It’s not the hungry who gain most from food banks – it’s big business

It’s not the hungry who gain most from food banks – it’s big business

The government is essentially subsidising firms to waste food, then redistribute it to boost their reputations. It’s grotesque.

THE GUARDIAN – Who benefits from food banks? The donors? The volunteers? The recipients? You might be surprised – and dismayed – to learn that big food corporations from around the world revel in the wonderful world of food banks.

This week, the Food Bank Leadership Institute (FBLI) annual conference takes place in London for the first time. This gathering, organised by the Chicago-based Global FoodBanking Network, has long been held at the US’s largest food bank in Houston. This year’s meeting is scheduled for a couple of days before Brexit was due to take place, the break with Europe that experts predict will increase food poverty, and hence the need for more food banks. A cursory review of the meeting agenda reveals a celebratory approach to food charity, in which the hungry are fed corporate surplus rations, such as wilted lettuce, dented tins of beans and day-old pastries that could not otherwise be sold.

This is a terrible state of affairs. Rather than rewarding, and cheering on such charity, it’s time that Britain (and the US) enact policies that render obsolete the need for food banks. Studies by food poverty researchers over many years have shown the damage to people’s dignity that using food banks causes.

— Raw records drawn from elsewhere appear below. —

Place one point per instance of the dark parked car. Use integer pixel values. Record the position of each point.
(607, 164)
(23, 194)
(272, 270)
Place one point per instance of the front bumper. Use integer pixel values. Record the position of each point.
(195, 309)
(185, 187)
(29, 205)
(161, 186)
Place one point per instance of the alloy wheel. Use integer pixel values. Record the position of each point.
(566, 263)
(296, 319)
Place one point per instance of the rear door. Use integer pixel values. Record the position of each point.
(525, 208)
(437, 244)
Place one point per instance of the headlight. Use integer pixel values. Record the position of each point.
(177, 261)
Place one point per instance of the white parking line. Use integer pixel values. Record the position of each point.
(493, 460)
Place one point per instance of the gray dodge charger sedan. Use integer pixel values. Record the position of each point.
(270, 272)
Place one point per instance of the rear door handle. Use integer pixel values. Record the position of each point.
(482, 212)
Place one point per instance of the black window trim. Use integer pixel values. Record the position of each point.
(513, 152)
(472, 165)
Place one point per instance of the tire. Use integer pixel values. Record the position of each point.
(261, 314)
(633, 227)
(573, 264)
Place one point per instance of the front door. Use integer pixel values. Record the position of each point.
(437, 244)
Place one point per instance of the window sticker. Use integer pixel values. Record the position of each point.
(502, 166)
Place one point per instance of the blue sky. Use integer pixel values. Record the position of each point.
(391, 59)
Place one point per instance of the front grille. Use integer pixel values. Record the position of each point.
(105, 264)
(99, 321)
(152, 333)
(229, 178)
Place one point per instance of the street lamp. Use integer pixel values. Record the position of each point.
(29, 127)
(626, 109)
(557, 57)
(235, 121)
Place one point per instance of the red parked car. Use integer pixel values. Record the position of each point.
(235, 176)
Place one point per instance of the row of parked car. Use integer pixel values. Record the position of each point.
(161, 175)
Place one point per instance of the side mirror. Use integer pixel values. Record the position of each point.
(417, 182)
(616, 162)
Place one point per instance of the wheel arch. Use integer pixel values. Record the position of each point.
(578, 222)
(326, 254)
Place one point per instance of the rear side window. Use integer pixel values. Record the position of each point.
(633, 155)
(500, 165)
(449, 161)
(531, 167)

Yet we seem to be heading in the opposite direction.

Advocating for fundamental change is difficult when we come up against popular sentiments such as “given so many hungry people in this world, it is wicked that we waste perfectly good food”. It is hard to argue with the moral imperative of not tossing food into the bin unnecessarily. Indeed, the idea of “waste not, want not” is deeply embedded in our culture.